Anche qui torniamo an topos ben presente nella cultura latina: chi non ricorda con quale disprezzo Cicerone disegna Clodia, tra i cui difetti vi era anche la cultura? è certo questa una delle componenti che disturba il “maschio”, per cui la donna deve solo rispettare la casa e il marito. Ma torniamo al vecchio discorso: dov’erano le donne che sacrificavano se stesse per il bene della famiglia e della patria? Ci ritroviamo ancora una volta nella Roma Repubblicana, a dimostrare come le accuse di Giovenale, oltre ad essere anacronistiche, non sono affatto propositive. Il suo odio, infatti, sembra non sia dato dalla condizione storica, quanto da una pura e semplice misoginia. Questa satira si caratterizza anche per essere una “satira tragica”. Ci dice l’autore stesso che nel descrivere la depravazione femminile ha dovuto far riferimento spesso ai miti del passato: ciò può destare qualche perplessità, perché essi sono e vanno inseriti nel genere della tragedia, ma la differenza tra la sua e quella della tragedia sta nel fatto che la seconda si basa sul mito, lui sulla realtà.

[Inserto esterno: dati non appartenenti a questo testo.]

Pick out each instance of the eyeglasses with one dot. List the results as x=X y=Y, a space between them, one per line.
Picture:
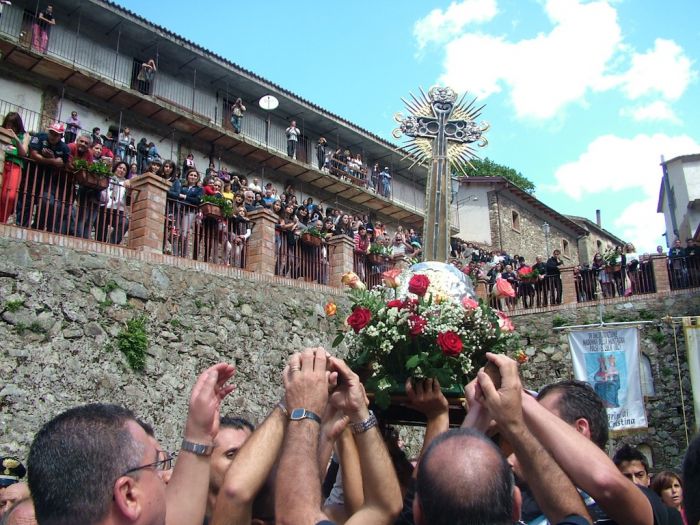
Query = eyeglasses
x=162 y=464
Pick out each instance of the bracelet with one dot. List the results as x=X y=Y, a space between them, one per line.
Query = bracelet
x=197 y=448
x=283 y=408
x=363 y=426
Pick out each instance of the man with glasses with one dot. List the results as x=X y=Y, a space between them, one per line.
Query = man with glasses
x=95 y=464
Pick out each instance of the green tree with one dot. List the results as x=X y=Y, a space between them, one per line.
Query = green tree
x=488 y=168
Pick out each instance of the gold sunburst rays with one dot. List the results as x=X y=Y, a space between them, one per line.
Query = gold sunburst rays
x=460 y=151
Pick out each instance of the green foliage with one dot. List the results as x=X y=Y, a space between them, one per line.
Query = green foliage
x=559 y=321
x=14 y=306
x=225 y=204
x=132 y=341
x=488 y=168
x=658 y=338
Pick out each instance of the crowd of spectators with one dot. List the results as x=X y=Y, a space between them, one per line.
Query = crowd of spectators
x=322 y=457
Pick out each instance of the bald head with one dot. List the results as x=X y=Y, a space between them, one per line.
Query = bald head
x=462 y=478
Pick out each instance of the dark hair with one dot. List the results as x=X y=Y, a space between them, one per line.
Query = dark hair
x=629 y=453
x=691 y=481
x=238 y=423
x=13 y=121
x=478 y=492
x=74 y=461
x=663 y=480
x=579 y=400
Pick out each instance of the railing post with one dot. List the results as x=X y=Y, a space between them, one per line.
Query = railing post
x=146 y=231
x=340 y=258
x=568 y=284
x=659 y=265
x=261 y=244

Ma forse è anche il caso di dire che nella tarda antichità comincia ad intravedersi qualche mescolamento di genere.
La VII satira, che apre il terzo libro, è complementare a tutte quelle dedicate alla povertà dei clientes, che condividono tali ristrettezze con avvocati, maestri, poeti, di contro all’avarizia dei potenti e agli stratosferici guadagni degli atleti.

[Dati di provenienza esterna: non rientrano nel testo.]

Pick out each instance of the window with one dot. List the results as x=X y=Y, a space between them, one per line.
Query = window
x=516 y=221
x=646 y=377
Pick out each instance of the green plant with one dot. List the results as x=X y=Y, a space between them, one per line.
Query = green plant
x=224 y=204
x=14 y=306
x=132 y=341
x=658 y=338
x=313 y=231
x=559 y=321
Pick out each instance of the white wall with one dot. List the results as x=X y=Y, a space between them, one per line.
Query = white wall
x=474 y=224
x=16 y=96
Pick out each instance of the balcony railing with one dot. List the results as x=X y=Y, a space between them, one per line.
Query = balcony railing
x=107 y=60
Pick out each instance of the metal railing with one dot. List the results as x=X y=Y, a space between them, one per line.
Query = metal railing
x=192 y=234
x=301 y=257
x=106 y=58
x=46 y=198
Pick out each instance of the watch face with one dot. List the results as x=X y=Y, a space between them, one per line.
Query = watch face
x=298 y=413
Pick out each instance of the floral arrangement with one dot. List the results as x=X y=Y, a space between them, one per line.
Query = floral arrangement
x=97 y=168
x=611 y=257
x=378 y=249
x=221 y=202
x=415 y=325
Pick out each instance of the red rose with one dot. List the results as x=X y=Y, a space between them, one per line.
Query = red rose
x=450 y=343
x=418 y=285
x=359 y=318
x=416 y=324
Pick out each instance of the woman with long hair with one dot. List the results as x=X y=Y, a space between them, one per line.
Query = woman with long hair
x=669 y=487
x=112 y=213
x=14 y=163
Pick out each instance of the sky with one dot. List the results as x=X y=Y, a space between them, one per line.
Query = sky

Wenceslaus Hollar: Immagine per l’edizione inglese delle Satire di Giovenale
Da tale satira potremo quasi notare un piccolo cambiamento nell’opera di Giovenale, che tuttavia sembra muoversi tra satire in cui continua a stigmatizzare i comportamenti viziosi degli uomini, come l’VIII in cui si scaglia contro chi deturpa la memoria dei propri antenati con una vita dissoluta, sebbene appaia alla fine lo spiraglio di una virtù capace di attribuire la vera nobiltà; la IX in cui si parla di un cliens che si prostituisce al padrone; la XII contro cui si scaglia contro i cacciatori d’eredità e la XV in cui inveisce contro il cannibalismo (episodio avvenuto in Egitto); nelle altre sembra riprendere alcuni temi “più classici” che si possono richiamare alla satira diatribica, come quello della X in cui cerca di individuare il vero significato della preghiera verso gli dei, non certo quello dell’avarizia; o ancora quello del “giusto mezzo”, individuato nel mezzo di un povero pasto, capace tuttavia di soddisfare i convitati ma soprattutto la XIV dove invita i genitori ad aver rispetto verso i propri figli; egli analizza tale rapporto sotto la lente dell’avarizia.
Particolare la XIII, in cui si racconta della truffa subita da un suo amico che aveva prestato del denaro: la satira sembra una “consolatio” rovesciata, ma dove l’intento satirico si appunta sulla stupidità degli uomini e la XVI giunta talmente frammentaria da essere di difficile interpretazione (l’argomento è il privilegio di cui gode la casta militare).
Non si può terminare un discorso su Giovenale se non si ricordano alcune sue espressioni entrate, per così dire, nel linguaggio ordinario come massime; mens sana in corpore sano, panem et circenses, maxima debetur puero reverentia.